Hamilton

How Hamilton's Tim Hortons became a Canadian icon

Author Douglas Hunter explore how Hamilton's Tim Hortons has become something many of us simply can't live without. He speaks with Wei Chen of CBC Radio's Ontario Morning.

'Double Double: How Tim Hortons Became a Canadian Way of Life, One Cup at a Time.'

Douglas Hunter's new book takes a look at how Tim Hortons became king of Canadian coffee culture. (Lars Hagberg/Canadian Press)

Sure as there's a hole in every donut Canadians have come to take a liking to Hamilton's Tim Hortons. There is no denying the coffee and donut restaurant created by the late NHLer Tim Horton and opened, in Hamilton on Ottawa Street North in 1964, has become a commercial and cultural phenomenon in Canada.

Doug Hunter's new book takes a look at how the chain has achieved its vaunted status. It's called Double Double: How Tim Hortons Became a Canadian Way of Life, One Cup at a Time. He spoke with CBC Radio's Wei Chen on her show Ontario Morning. You can listen to that interview by clicking on the play button on this page. Below is an edited and abbreviated transcript of the interview.

Wei Chen, Ontario Morning: You've already written a book about Tim Horton.
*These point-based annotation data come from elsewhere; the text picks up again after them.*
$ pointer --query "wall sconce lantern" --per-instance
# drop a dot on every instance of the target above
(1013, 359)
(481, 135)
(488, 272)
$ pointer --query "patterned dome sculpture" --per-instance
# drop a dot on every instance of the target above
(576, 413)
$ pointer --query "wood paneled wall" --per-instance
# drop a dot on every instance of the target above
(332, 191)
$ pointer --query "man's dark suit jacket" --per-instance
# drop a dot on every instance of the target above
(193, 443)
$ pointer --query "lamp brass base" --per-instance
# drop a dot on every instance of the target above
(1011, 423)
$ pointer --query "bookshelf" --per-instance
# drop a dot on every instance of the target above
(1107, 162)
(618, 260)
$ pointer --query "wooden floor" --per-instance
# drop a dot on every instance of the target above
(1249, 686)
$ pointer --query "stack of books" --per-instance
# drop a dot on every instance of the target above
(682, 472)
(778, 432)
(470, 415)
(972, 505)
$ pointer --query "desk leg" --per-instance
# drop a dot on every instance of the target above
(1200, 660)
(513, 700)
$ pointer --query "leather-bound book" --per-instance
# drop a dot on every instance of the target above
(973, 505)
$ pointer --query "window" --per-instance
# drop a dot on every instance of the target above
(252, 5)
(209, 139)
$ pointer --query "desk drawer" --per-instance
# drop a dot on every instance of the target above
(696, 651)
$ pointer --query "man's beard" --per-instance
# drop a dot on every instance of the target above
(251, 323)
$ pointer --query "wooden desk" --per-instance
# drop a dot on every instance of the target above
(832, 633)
Why did you want to revisit this subject?

Douglas Hunter: I wrote his biography. He did everything after hockey from used cars to a burger chain that was a flop. Finally he ended up in donuts because a friend wanted to use his name for the first restaurant that actually was in Toronto not in Hamilton. In 1994, when I wrote that, there were about 900 outlets in Canada. It was a regional phenomenon, big in Atlantic Canada, popular in south central Ontario and certain areas of B.C.. In the 18 years since there are now over 4,000 restaurants internationally and over 3,000 in Canada. Over the years it became this cultural touchstone that segued into our political lives. I wanted to go back and look at those cultural-political issues as much as those business issues.

WC: When did it become this cultural phenomenon?

DH: After they merged with Wendy's in '95 they got a little more money to go on an expansion spree. I credit/blame the Royal Canadian Air Farce. On their television show in the 1990's they created the donut gang. It was these idiot savant Canadians that sit in a donut shop and thrash out the issues of the day — I haven't heard anyone contradict me on this — it somehow instilled the idea that Canadians somehow gather in donut stores and we think about the big issues that are facing us while we chew on a cruller and drinking a cup of coffee. They never said it was Tim Hortons. At the time they started this a lot of viewers would have said 'that's my Country Style'. There's lots of options they could have pointed to. In the intervening years Tim's just took over the country. By the time that ended in 2008, you talk about a donut store in Canada and you were talking about Tim Hortons. Politicians seized on that values connection — the idea that values are not associated with hard core issues but with where you eat and where you associate.

We saw, especially in the Conservative party— the company itself didn't do this — the politicians did this saying that when we're electioneering out we're going to stop at Tim's and meet the Tim Hortons voter because the Tim Hortons voter is the middle Canadian values voter. The Conservatives really ran hard with that. They were saying we're the Tim Hortons party and the Liberals, of Ignatieff, they're the Starbucks party. A Canadian politician of any party still can not visit Starbucks. They just can't do it. The brand association is just toxic. Statistically, I don't think anyone has ever shown a difference between a Starbucks customer and a Tim Hortons customer or a Second Cup customer for that matter.

WC: What's the appeal?

DH: Quality, speed of service, value pricing and ubiquity. They're everywhere. Even more than McDonalds. On the national level we think we're Tim Hortons. The coffee wars have gotten really vicious. Everyone has upped their game. Honestly I can't tell a Tim Horton's coffee from a McDonalds coffee. It's not the product. Their job is to keep being pretty good. Don't give people a reason to change.

WC: Are we so lacking in a national identity that we need coffee to define us?

DH: At the Conservative party level that's what had been happening at the federal and provincial level. Tim Hudak practically ran as the Tim Hortons candidate. He wasn't just at the drive through he was carrying Tim Hortons coffee to photo ops at other events. He was really trying to make that values connection. Tim's is still fairly closely associated with the military. They scored a lot of good will with the Kandahar base outlet.